"唯一的枪"——一个未经验证的假设

枪弹痕迹鉴定(Firearm and Toolmark Examination)在全球刑事司法系统中的角色几乎不可替代。当一起枪击案中警方从嫌疑人住处搜出枪支时,鉴定环节的标准操作是:将嫌疑枪支在实验室水槽中试射取得已知来源的弹头和弹壳样本,然后在比较显微镜下逐一比对现场弹头膛线刻痕和弹底击针痕迹,判断现场弹头是否"来自"这支特定的枪。这一方法的核心假设简洁而大胆——每支枪管在制造和后续使用磨损中形成的膛线微观特征组合在全世界所有枪支中是独一无二的,其个体识别能力等同于指纹。
然而,从科学验证的角度审视,这个"等同于指纹"的假设从未经过现代的、大规模的、盲法控制的群体统计检验。枪管在工业批量生产中由同一把拉刀或挤压头在同一条生产线上连续加工制造,连续出厂的枪管膛线特征的批次内相似性是一个未被量化的潜在风险。此后,每一发子弹的通过、每一次清洁刷的摩擦、每一天存放环境的微腐蚀都在持续不可逆地改变膛线内壁的微观地形——鉴定人实际面对的不是"这支枪的恒定指纹",而是一个在时间轴上演化的移动目标。
PCAST的量化评估与Brandon Mayfield案的镜像警告
PCAST 2016年报告对枪弹痕迹鉴定领域进行了可能是迄今最为系统的外部科学审查。审查报告的结论小心而克制:在目前发表的文献中,仅有一项研究以科学上可接受的方法测量了枪弹痕迹鉴定人的假阳率——2008年Ames实验室进行的内部盲测(218组成对样本,2例错误匹配,假阳率约1%)。PCAST明确列出了将这一结论泛化推广的障碍:样本量有限,实验设计非双盲(被试知道自己在接受测试),且仅覆盖单一实验室的小规模鉴定人群体,无法代表全美数百间公共和私人枪弹实验室的实际表现。而任何法庭若希望将Ames实验的1%假阳率作为证据可靠性参考,则必须先回答一个举证责任的分配问题:在排除合理怀疑的宪法标准下,1%的错误率落在证明标准光谱的哪个位置?
枪弹痕迹领域的确认偏差(confirmation bias)问题与指纹领域存在深层同构。
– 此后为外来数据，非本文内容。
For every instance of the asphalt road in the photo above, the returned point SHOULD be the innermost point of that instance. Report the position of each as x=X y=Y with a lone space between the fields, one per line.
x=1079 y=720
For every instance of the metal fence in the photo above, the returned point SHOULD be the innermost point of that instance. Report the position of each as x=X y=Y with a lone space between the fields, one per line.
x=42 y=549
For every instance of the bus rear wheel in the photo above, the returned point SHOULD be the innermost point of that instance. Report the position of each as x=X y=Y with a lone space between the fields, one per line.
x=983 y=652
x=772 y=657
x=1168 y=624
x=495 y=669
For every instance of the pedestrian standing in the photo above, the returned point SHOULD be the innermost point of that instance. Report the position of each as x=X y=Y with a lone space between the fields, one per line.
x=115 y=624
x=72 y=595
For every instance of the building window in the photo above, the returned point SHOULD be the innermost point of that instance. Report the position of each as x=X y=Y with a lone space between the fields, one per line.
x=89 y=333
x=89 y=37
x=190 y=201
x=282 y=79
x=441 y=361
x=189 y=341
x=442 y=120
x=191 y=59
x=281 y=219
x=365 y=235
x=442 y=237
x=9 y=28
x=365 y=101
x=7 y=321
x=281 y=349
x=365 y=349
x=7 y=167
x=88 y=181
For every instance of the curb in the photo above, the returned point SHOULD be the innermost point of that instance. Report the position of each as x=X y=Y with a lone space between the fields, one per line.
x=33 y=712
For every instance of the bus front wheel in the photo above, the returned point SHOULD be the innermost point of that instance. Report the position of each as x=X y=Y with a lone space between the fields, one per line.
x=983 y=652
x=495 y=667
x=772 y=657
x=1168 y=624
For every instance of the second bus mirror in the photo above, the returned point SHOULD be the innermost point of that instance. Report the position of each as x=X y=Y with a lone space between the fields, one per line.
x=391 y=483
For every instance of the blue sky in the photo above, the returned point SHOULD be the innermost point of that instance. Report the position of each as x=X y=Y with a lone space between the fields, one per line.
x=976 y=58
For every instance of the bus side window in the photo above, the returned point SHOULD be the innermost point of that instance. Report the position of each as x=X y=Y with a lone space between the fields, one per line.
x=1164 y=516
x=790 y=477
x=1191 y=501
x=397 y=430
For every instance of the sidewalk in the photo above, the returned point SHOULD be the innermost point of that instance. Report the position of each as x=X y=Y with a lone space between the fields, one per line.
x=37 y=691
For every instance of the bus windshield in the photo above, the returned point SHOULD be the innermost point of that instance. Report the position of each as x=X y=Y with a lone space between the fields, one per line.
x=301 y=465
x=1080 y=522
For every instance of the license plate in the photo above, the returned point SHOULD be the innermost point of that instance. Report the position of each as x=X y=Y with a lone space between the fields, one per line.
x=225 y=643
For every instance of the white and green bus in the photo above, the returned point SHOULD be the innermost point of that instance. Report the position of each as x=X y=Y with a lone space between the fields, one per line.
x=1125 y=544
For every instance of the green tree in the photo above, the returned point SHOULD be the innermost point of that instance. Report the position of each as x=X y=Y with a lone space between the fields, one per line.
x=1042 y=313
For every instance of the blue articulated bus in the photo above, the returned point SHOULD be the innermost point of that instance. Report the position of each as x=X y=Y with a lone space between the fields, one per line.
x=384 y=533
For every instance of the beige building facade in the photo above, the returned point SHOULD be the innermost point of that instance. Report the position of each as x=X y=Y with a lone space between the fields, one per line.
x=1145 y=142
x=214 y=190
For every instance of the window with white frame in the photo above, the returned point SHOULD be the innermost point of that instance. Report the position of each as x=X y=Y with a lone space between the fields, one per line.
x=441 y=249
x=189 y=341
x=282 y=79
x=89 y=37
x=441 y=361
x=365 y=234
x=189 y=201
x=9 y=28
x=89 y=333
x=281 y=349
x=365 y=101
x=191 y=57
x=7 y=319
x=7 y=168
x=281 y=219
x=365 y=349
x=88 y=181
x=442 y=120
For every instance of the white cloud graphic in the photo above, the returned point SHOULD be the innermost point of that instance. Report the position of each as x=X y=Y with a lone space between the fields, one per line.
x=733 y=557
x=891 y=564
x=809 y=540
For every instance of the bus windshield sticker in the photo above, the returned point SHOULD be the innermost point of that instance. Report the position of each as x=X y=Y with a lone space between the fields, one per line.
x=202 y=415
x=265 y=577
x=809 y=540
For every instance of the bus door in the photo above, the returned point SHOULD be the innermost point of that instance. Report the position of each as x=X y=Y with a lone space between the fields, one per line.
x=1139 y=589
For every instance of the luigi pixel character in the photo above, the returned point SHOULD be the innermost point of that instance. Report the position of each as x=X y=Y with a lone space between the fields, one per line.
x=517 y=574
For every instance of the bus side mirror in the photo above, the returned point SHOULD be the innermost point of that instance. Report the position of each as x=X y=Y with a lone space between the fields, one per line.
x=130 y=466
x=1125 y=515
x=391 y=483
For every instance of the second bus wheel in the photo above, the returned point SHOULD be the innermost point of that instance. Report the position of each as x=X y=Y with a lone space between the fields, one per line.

2004年FBI在Brandon Mayfield案中的灾难性错误——将西班牙马德里列车爆炸案现场提取的塑料袋上的指纹错误匹配给美国俄勒冈州律师Mayfield——FBI内部审查的结论直指核心:鉴定人在知道了Mayfield的个人背景信息(皈依伊斯兰教、为恐怖主义嫌疑人提供过法律援助)后,在模糊的指纹脊线细节中"看到"了匹配特征。枪弹痕迹鉴定面临同样的困境:鉴定人通常知道案件背景、嫌疑人身份及侦查假说,膛线刻痕的主观比对在边际模糊案例中极易被这些信息流污染。
制度应变的有限进展与开放问题
面对持续20年的外部批评压力,美国枪弹痕迹鉴定界的术语体系正在经历从绝对确定性到概率等级表述的艰难转型。NAS 2009年报告建议的标准表述是——"该弹头具有与嫌疑枪支膛线一致的特征,但基于目前可用的科学数据,不能排除来自同一生产批次内具有相似膛线特征的其他枪支的可能"。AFTE(枪弹痕迹检验员协会)随后修改了其术语指南,引入了"identification""inconclusive""elimination"三级结论体系,并要求在报告中说明比对依据的量化特征点数量。但这些调整在科学哲学层面回避了一个更根本的问题:在没有建立持续性的、多中心的大规模盲测监控体系的情况下,"假阳率"对于整个鉴定人群体来说始终是一个未知数,而刑事司法系统的每一天都在用这个未知数作赌注。